O PL n° 1992/2007, portanto, se
recente de estudos mais aprofundados acerca do impacto da criação desses fundos
no orçamento público e na economia, bem como de pesquisa de riscos e problemas
de vulnerabilidade do sistema frente ao ônus da gerência do fundo[10],
mormente no que tange à dinâmica do mercado.
A par das diretrizes postas,
vislumbra-se a intenção efetiva de se concretizar a transição para a unificação
dos regimes previdenciários mediante a instituição de uma previdência universal básica
para todos os trabalhadores, seja do serviço público ou da iniciativa privada, a
ser complementada,
por opção do titular do direito, por benefício advindo de contribuições
vertidas ao fundo de pensão instituído para tal finalidade, sob o regime de
capitalização, na modalidade de contribuição definida.
Este o perfil inicial, ainda em discussão, do
Regime Complementar.
Maria Lúcia Miranda Alvares
Maria Lúcia Miranda Alvares
[1] O PL
1992/2007 abrange, ainda, os membros do Poder Judiciário, do Ministério Público
e do Tribunal de Contas da União.
[2] O
Substitutivo apresentado na Comissão de Seguridade Social e Família da Câmara
dos Deputados, que ora recebeu o aval das demais Comissões, deixa visível que o
destinatário da opção é o servidor exercente de cargo efetivo que
não tenha perdido o vínculo com o ente federado.
[3] O PL
1992/2007 prevê prazo de 180 dias, enquanto o Substitutivo dilata o prazo para
24 meses, contados da data de início de
vigência do Regime Complementar.
[4] v.
Art. 4° da Lei n° 10.887/2004, alterado
recentemente pela MP °556, de 23/12/2011.

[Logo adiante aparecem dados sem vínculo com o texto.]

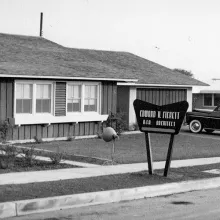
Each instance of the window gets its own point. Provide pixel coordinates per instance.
(24, 98)
(74, 98)
(211, 99)
(83, 97)
(43, 98)
(90, 101)
(216, 99)
(207, 99)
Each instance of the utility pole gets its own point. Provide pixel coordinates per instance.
(41, 24)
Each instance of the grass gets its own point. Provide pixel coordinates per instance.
(102, 183)
(131, 148)
(21, 166)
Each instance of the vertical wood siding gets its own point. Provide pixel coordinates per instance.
(60, 99)
(109, 97)
(108, 104)
(161, 96)
(6, 99)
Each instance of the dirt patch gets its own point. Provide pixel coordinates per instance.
(102, 183)
(21, 166)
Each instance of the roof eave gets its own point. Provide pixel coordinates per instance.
(68, 78)
(155, 85)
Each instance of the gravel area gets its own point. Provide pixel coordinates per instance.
(76, 186)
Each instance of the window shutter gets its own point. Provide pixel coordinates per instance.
(60, 99)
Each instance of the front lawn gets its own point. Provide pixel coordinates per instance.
(101, 183)
(131, 148)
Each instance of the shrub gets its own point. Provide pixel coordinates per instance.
(38, 140)
(70, 138)
(8, 158)
(135, 127)
(4, 128)
(117, 121)
(56, 157)
(28, 155)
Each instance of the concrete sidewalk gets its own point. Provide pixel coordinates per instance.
(76, 173)
(25, 207)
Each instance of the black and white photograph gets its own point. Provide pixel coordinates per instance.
(109, 109)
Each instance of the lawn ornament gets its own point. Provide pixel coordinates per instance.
(109, 134)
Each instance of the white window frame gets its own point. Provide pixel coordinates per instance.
(83, 84)
(212, 100)
(48, 118)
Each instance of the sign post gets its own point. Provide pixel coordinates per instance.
(149, 153)
(166, 119)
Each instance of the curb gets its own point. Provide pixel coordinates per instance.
(25, 207)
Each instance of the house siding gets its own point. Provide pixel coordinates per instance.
(161, 96)
(198, 102)
(27, 132)
(6, 98)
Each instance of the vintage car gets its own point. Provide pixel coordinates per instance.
(199, 119)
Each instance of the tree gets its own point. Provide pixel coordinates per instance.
(185, 72)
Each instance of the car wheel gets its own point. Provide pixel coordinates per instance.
(195, 126)
(209, 130)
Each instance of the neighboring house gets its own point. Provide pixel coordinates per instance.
(207, 97)
(50, 91)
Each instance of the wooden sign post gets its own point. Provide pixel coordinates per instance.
(166, 119)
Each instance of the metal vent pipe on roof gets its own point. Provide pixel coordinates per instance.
(41, 24)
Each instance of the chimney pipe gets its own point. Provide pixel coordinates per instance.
(41, 24)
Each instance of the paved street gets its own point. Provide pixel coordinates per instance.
(193, 205)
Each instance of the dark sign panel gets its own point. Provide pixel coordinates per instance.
(160, 119)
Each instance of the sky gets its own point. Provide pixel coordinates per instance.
(181, 34)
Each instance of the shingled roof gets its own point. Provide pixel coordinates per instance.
(36, 56)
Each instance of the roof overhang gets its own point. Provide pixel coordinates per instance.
(68, 78)
(210, 91)
(154, 85)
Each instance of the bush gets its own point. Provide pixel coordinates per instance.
(4, 128)
(117, 121)
(28, 155)
(56, 157)
(70, 138)
(7, 159)
(38, 140)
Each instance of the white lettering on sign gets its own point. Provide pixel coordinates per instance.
(146, 122)
(166, 123)
(171, 115)
(147, 114)
(159, 114)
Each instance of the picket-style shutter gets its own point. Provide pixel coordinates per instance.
(60, 99)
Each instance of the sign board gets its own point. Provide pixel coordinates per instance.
(160, 119)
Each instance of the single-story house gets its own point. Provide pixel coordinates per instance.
(50, 91)
(207, 97)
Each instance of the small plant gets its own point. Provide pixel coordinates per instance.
(135, 127)
(4, 128)
(28, 155)
(56, 157)
(70, 138)
(99, 135)
(7, 159)
(117, 121)
(38, 140)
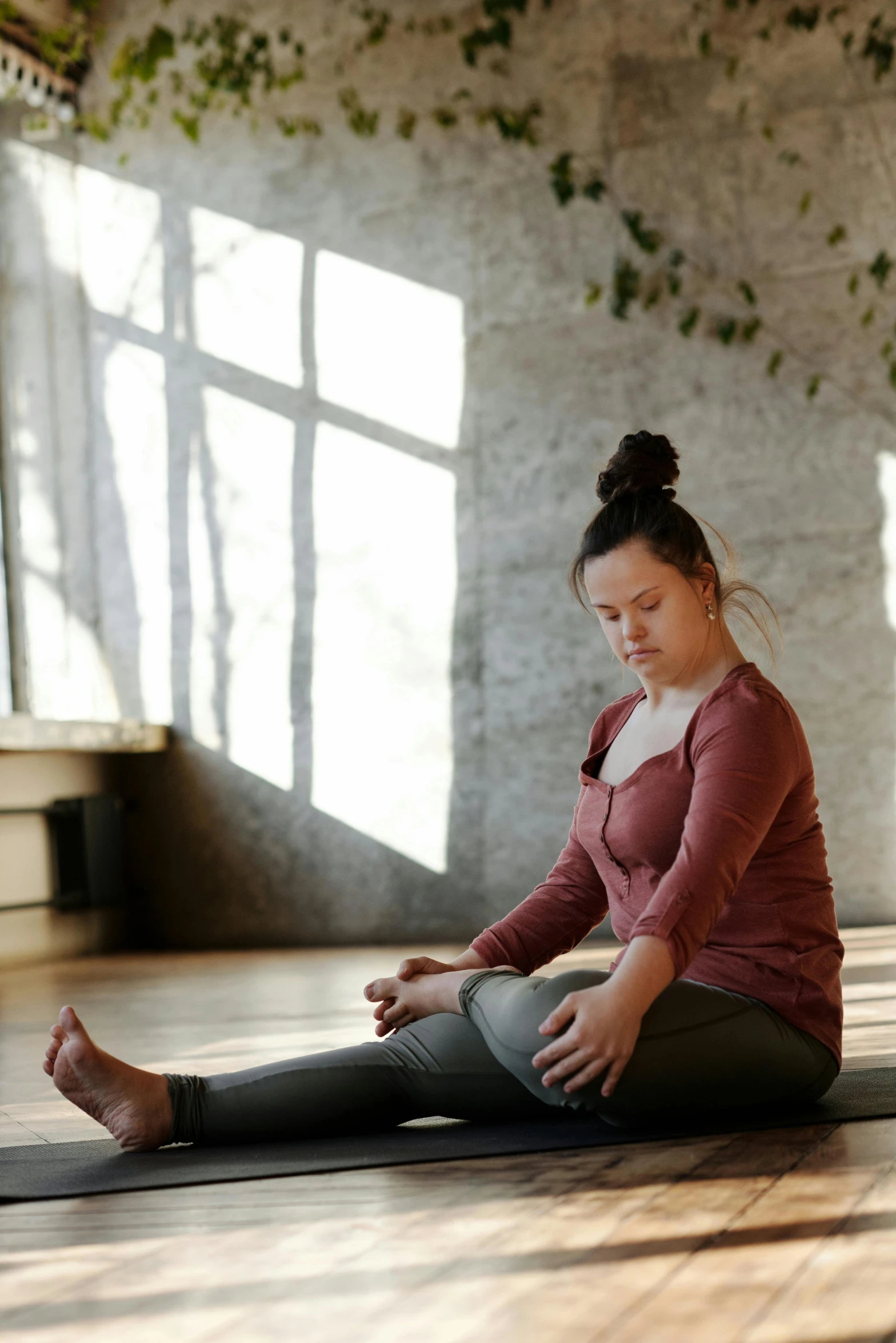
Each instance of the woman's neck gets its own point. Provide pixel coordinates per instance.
(698, 679)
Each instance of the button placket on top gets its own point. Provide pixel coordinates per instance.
(627, 880)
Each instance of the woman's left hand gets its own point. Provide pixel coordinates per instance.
(601, 1037)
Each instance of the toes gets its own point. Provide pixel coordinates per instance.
(70, 1024)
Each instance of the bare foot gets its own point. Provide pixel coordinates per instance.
(130, 1103)
(422, 995)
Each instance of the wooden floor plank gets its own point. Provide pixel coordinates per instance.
(786, 1237)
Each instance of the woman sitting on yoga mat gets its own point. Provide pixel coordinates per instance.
(695, 826)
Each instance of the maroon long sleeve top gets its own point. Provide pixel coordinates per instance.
(715, 847)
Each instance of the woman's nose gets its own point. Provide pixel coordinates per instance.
(632, 626)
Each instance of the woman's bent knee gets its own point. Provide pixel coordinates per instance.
(509, 1010)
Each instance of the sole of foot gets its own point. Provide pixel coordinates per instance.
(130, 1103)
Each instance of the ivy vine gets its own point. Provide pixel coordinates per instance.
(192, 69)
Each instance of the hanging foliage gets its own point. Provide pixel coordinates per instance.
(190, 70)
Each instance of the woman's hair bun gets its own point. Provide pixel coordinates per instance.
(642, 463)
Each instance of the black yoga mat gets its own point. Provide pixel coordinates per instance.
(66, 1170)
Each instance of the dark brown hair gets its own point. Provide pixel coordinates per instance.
(638, 496)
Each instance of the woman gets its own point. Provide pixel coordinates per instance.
(697, 828)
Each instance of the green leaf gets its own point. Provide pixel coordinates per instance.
(190, 125)
(648, 240)
(879, 47)
(627, 284)
(562, 182)
(881, 268)
(498, 33)
(136, 61)
(361, 122)
(513, 124)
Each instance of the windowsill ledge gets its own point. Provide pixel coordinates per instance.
(22, 732)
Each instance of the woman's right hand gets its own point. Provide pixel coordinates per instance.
(393, 1013)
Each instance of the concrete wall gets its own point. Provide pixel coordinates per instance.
(230, 845)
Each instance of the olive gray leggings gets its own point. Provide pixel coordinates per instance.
(701, 1051)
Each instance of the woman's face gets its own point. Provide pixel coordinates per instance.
(655, 618)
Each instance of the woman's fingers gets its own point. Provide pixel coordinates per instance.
(379, 989)
(617, 1068)
(586, 1075)
(572, 1064)
(385, 1028)
(557, 1049)
(559, 1016)
(422, 966)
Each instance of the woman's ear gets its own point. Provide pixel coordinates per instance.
(707, 580)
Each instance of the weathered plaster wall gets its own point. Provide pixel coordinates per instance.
(226, 857)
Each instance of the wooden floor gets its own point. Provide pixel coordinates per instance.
(775, 1237)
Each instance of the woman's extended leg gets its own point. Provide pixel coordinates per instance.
(441, 1065)
(701, 1049)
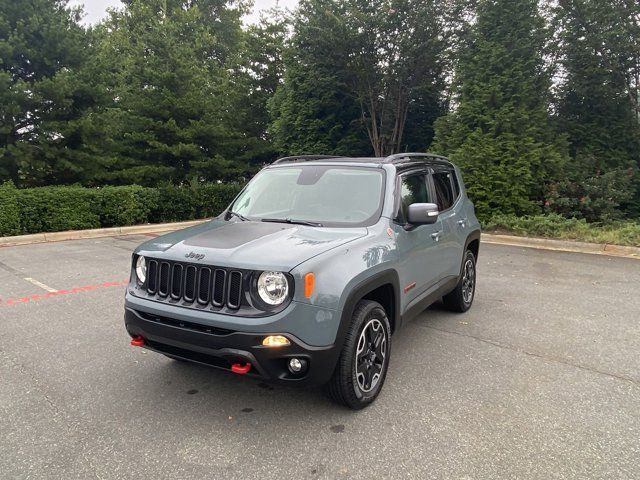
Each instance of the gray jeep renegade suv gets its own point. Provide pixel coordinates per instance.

Com a opção, a alíquota de contribuição passará a incidir sobre o valor
da remuneração do servidor até o limite máximo de benefícios do RGPS.
[5] Por
certo, quem já satisfez todas as condições para a aposentação com base nas
regras pretéritas estará coberto pelo direito adquirido. Porém, o servidor que
se encontra em vias de implementação das condições está sempre sujeito às eventuais
mudanças de diretrizes e regras previdenciárias, fato que pode ser levado a
cotejo diante de fatores estruturais, conjunturais e outros que exercem
influência sobre o regime. No mais, cabe realizar o contraponto com o Regime
Complementar, principalmente no que tange aos valores das contribuições a serem
pactuadas em face da adesão.
[6] A
alíquota da contribuição será definida pelo participante anualmente conforme o
plano de benefícios que aderir e incidirá sobre a parcela que exceder ao limite
máximo de benefícios do RGPS. O
patrocinador, por sua vez, deverá contribuir com alíquota igual ao do
participante, limitada a 8,5%. Não é demais lembrar que os planos de benefícios
do Regime Complementar serão sempre estruturados na modalidade contribuição
definida.
[7] O regime
jurídico de pessoal da entidade foi o da CLT, até mesmo em face da personalidade
privada da fundação, que ora não se coaduna com o regime estatutário.
[8] O que
não se pode esquecer quanto a esse aspecto é que as fundações de direito privado
passam a ter existência jurídica somente após a inscrição da escritura pública
de sua constituição no Registro Civil de Pessoas Jurídicas. A lei somente
autoriza a sua criação. A personalidade jurídica da entidade somente tem início
com o registro civil.
[9] Por
lógico, muitos outros aspectos são interessantes de referir, mas requisitam
extensão de análise que não se amoldam ao propósito da presente consultoria
preventiva.
[10] Toma-se
como exemplo o estudo acerca dos gastos com a administração dos fundos frente à
alíquota e base das contribuições a serem vertidas ao regime.